---
title: Test
parent: Test
grand_parent: Spectral Theory
nav_order: 2
---

# {{ page.title }}

{: .definition-title }
> Definition (resolvent operator, regular value, resolvent set, spectrum, spectral value)
>
> Let $T : \dom{T} \to X$ be an operator in a complex normed space $X$.
> We write
>
> $$
> T_{\lambda} = T - \lambda = T - \lambda I,
> $$
>
> where $\lambda$ is a complex number and
> $I$ is the identical operator on the domain of $T$.
> If the operator $T_{\lambda}$ is injective,
> that is, it has an inverse $T_{\lambda}^{-1}$
> (with domain $\ran{T_{\lambda}}$),
> then we call
>
> $$
> R_{\lambda}(T) = T_{\lambda}^{-1} = (T - \lambda)^{-1} = (T - \lambda I)^{-1}
> $$
>
> the *resolvent operator* of $T$ for $\lambda$.
> A *regular value* of $T$ is a complex number $\lambda$ for which the resolvent $R_{\lambda}(T)$ exists,
> has dense domain and is bounded.
> The set of all regular values of $T$ is called the *resolvent set* of $T$ and denoted $\rho(T)$.
> The complement of the resolvent set in the complex plane
> is called the *spectrum* of $T$ and denoted $\sigma(T)$.
> The elements of the spectrum of $T$ are called the *spectral values* of $T$.

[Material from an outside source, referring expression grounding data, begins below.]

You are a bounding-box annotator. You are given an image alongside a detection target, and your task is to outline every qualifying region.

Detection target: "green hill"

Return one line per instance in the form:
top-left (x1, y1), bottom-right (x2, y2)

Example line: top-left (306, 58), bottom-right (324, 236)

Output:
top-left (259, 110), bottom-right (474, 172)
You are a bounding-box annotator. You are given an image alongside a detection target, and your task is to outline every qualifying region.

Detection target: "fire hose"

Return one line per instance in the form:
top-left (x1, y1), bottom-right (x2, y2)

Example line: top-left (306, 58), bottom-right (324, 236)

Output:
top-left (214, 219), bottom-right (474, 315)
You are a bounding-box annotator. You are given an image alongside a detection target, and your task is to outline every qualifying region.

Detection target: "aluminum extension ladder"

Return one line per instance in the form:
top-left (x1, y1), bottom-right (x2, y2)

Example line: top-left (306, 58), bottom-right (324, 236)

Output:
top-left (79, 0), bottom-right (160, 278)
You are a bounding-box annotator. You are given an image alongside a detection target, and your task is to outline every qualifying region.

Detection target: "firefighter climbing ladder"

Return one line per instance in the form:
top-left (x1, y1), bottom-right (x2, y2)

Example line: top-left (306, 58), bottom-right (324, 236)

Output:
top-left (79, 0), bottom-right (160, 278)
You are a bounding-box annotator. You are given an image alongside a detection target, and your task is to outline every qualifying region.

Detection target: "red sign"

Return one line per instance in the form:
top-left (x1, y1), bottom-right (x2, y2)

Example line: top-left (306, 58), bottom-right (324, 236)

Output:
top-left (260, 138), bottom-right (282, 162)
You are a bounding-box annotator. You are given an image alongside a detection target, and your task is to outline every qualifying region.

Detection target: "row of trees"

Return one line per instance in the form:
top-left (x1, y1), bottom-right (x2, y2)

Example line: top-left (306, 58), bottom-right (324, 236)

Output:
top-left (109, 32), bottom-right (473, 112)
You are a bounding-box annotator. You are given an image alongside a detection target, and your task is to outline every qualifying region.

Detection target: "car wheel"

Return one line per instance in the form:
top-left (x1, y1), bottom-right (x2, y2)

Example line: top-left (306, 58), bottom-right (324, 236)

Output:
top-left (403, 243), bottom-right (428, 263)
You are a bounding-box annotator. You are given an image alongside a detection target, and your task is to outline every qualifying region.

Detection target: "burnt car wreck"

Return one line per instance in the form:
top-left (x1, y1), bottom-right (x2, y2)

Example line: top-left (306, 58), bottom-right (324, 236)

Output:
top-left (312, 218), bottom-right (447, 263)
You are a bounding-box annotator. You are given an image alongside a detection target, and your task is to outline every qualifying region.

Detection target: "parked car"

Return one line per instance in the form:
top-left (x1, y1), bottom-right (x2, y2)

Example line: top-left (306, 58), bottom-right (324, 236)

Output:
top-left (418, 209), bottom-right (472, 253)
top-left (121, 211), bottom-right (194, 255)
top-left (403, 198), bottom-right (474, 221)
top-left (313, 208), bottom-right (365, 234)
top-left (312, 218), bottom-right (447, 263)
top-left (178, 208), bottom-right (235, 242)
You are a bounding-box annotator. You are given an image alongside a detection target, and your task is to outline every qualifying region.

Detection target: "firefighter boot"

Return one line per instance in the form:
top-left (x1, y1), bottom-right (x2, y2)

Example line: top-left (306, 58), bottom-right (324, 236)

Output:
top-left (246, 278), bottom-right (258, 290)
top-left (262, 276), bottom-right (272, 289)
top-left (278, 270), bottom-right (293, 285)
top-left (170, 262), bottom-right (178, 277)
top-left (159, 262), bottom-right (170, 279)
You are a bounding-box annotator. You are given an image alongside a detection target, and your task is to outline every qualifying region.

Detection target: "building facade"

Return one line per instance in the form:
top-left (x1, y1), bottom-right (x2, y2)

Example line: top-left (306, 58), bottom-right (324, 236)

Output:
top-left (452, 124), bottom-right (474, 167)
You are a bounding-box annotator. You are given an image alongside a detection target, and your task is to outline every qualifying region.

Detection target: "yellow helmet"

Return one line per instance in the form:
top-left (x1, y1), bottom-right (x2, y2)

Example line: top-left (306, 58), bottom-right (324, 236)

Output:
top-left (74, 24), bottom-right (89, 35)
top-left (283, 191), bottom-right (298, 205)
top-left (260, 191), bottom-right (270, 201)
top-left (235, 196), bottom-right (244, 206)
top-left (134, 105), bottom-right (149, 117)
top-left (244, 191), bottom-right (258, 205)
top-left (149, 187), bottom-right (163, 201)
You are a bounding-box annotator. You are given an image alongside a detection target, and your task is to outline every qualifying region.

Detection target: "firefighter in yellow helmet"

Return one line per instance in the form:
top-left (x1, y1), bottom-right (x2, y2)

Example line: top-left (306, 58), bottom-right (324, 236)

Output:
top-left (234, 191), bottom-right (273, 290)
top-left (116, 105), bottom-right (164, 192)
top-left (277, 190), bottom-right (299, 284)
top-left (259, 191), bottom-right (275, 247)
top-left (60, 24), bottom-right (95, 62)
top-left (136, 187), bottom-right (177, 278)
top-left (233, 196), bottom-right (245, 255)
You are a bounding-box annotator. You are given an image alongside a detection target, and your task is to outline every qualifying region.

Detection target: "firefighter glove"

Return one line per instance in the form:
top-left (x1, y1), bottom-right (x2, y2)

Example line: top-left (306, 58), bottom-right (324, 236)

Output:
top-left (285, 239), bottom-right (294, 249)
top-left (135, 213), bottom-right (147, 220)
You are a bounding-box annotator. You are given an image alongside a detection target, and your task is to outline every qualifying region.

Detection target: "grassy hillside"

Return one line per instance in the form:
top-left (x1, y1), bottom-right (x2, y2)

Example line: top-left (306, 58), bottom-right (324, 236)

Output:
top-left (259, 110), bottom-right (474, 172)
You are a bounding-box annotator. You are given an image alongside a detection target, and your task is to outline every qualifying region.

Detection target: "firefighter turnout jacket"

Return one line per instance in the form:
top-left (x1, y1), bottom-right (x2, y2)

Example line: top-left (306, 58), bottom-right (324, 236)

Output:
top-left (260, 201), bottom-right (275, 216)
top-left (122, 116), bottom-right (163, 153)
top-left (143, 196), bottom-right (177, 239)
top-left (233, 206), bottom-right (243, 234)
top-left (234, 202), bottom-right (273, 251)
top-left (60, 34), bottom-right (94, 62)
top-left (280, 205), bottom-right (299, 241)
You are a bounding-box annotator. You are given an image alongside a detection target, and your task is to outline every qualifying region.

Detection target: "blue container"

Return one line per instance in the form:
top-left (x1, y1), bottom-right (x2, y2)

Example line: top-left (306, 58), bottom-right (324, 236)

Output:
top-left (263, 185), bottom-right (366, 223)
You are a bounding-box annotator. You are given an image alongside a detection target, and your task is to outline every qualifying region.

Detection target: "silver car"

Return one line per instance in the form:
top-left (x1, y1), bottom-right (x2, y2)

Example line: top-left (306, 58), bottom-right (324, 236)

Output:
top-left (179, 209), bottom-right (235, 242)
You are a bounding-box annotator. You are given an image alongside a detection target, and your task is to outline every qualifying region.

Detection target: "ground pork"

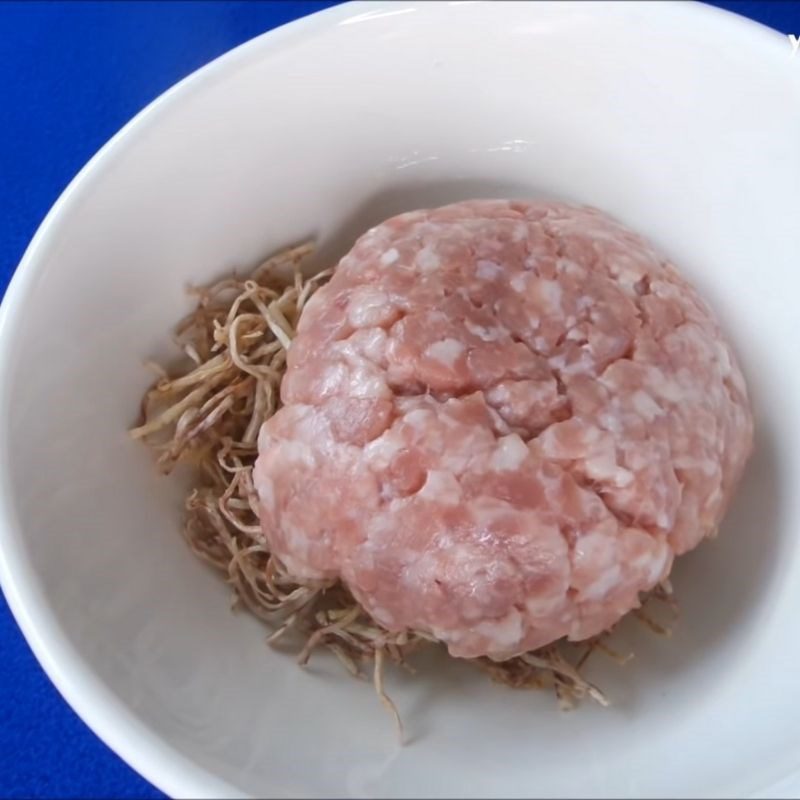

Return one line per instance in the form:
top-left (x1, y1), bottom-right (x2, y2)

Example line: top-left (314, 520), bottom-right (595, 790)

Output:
top-left (253, 199), bottom-right (754, 660)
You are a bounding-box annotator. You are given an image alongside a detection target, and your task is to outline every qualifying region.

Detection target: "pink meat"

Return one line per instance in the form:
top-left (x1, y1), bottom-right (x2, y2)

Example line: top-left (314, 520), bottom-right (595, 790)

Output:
top-left (253, 200), bottom-right (754, 660)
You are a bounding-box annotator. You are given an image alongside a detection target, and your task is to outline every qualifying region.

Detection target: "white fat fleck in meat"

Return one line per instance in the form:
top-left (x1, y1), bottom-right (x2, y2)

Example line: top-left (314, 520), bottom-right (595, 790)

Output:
top-left (254, 199), bottom-right (754, 660)
top-left (476, 259), bottom-right (502, 280)
top-left (655, 511), bottom-right (671, 529)
top-left (630, 390), bottom-right (663, 422)
top-left (639, 539), bottom-right (671, 584)
top-left (582, 564), bottom-right (622, 601)
top-left (380, 248), bottom-right (399, 266)
top-left (583, 453), bottom-right (634, 488)
top-left (404, 407), bottom-right (433, 432)
top-left (510, 274), bottom-right (526, 293)
top-left (347, 288), bottom-right (394, 328)
top-left (368, 605), bottom-right (397, 627)
top-left (345, 328), bottom-right (388, 363)
top-left (565, 327), bottom-right (587, 343)
top-left (464, 320), bottom-right (505, 342)
top-left (425, 338), bottom-right (465, 367)
top-left (538, 280), bottom-right (563, 312)
top-left (489, 434), bottom-right (530, 471)
top-left (255, 475), bottom-right (276, 509)
top-left (525, 592), bottom-right (565, 617)
top-left (653, 377), bottom-right (686, 404)
top-left (279, 441), bottom-right (317, 470)
top-left (597, 410), bottom-right (624, 437)
top-left (346, 364), bottom-right (391, 398)
top-left (532, 335), bottom-right (551, 353)
top-left (416, 246), bottom-right (441, 273)
top-left (363, 433), bottom-right (405, 467)
top-left (417, 470), bottom-right (462, 504)
top-left (473, 608), bottom-right (524, 651)
top-left (511, 224), bottom-right (527, 243)
top-left (317, 362), bottom-right (349, 397)
top-left (257, 426), bottom-right (275, 455)
top-left (557, 258), bottom-right (583, 277)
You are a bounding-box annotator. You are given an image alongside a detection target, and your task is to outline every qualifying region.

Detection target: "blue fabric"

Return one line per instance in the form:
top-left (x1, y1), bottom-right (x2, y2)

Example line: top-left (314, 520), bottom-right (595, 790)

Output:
top-left (0, 1), bottom-right (797, 797)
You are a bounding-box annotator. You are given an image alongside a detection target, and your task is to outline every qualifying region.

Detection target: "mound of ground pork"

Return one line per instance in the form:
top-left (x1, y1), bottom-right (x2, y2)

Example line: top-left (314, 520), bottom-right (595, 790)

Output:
top-left (254, 200), bottom-right (753, 660)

{% definition Point Spectrum, Residual Spectrum, Continuous Spectrum %}
Let $T : \dom{T} \to X$ be an operator in a complex normed space $X$.
The *point spectrum* $\pspec{T}$ is the set of all $\lambda \in \CC$
for which the resolvent $R_\lambda(T)$ does not exist.
The *residual spectrum* $\rspec{T}$ is the set of all $\lambda \in \CC$
for which the resolvent $R_\lambda(T)$ exists, but is not densely defined.
The *continuous spectrum* $\cspec{T}$ is the set of all $\lambda \in \CC$
for which the resolvent $R_\lambda(T)$ exists and is densely defined, but unbounded.
{% enddefinition %}

By definition, the sets $\pspec{T}$, $\rspec{T}$, $\cspec{T}$ and $\rho(T)$
form a partition of the complex plane.